2. On 01/17/12 from 12:35 p.m. to 12:40 p.m. observation was made of a hospital volunteer in the telemetry unit delivering lunch trays to patients. The volunteer had a two-tier plastic cart with two lunch trays and a covered Styrofoam plate on the top tier. The volunteer was observed to wheel the cart into room 303P. The lunch tray underneath the other lunch tray was to be delivered to the patient in this room. The volunteer was observed to take the top lunch tray and set it on a chair in the patients room. He delivered the other lunch tray and set it on the over bed table of the patient. The volunteer then picked up and placed the lunch tray in the chair back on the cart and wheeled the cart out of the patient's room. The volunteer wheeled the cart to the door of room 325W and delivered the remaining lunch tray setting it on the over bed table of the patient.

On 01/18/12 at 10:45 a.m. interview with the Food and Nutrition Director and the Food Service Manager regarding training of volunteers for food delivery and infections control related that the kitchen/food service does not have any volunteers. The above observation was shared with this staff and they did remember that they utilized a volunteer yesterday, 01/17/12, to deliver some patient lunch trays. They did not know if volunteers were trained to deliver food trays to patients.
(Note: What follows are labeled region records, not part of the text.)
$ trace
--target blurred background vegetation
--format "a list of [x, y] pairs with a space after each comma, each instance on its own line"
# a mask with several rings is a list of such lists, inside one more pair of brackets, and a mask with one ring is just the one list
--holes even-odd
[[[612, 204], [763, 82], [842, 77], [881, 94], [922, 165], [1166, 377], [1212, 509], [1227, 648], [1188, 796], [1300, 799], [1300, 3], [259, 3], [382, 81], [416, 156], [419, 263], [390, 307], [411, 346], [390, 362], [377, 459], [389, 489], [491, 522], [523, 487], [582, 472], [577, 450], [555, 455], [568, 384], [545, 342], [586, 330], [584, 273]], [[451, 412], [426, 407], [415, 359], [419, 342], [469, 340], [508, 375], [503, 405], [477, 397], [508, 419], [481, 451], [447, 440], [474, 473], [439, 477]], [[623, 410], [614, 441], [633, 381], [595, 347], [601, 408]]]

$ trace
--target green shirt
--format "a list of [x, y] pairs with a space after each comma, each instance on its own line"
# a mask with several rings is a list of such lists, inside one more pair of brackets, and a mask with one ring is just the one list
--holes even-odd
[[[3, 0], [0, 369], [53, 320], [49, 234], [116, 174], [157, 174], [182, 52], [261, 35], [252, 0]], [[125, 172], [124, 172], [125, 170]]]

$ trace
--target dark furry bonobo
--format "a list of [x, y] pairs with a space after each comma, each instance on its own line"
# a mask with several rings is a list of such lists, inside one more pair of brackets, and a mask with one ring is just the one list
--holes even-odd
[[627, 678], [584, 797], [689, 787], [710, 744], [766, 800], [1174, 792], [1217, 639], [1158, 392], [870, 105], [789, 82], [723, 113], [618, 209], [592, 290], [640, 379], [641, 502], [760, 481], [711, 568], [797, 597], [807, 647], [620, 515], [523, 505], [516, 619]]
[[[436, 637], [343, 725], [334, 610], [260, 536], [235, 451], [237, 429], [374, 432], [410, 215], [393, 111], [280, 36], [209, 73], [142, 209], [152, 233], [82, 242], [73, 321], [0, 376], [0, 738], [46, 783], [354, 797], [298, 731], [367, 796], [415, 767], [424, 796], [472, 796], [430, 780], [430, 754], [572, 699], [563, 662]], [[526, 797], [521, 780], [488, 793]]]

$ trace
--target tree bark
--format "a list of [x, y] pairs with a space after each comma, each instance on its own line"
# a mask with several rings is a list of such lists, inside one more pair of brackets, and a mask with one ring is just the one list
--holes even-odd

DISCHARGE PLANNING- PAC FINANCIAL DISCLOSURE

Tag No.: A0817

Based on record review and staff interview, it was determined the facility failed to ensure was implemented screening was performed to ensure appropriate post hospital placement for 2 (#34,#35) of 39 sampled patients.



Findings include:

42 CFR 483.100 requires that the facility transferring a patient to a Skilled Nursing Facility (SNF) ensures that a Pre-Admission Screening and Resident Review (PASRR) be completed prior to the patient's being transferred to the SNF to ensure appropriate placement. During interview with the social worker on 1/18/12 at approximately 2:00 p.m., that she does not perform the PASRR screen. She stated it is done by the receiving SNF. She also confirmed there is no policy regarding the facility's responsibility to ensure the PASRR screen is performed before the patient is transferred,

3. Review of the medical records of patients #34 and 35 revealed each was transferred to a SNF for continuing care. Neither of the records had evidence the PASRR was completed prior to the transfer. The Director of Nursing Informatics confirmed the screen had not been performed during an interview on 1/19/12 at approximately 2:00 p.m.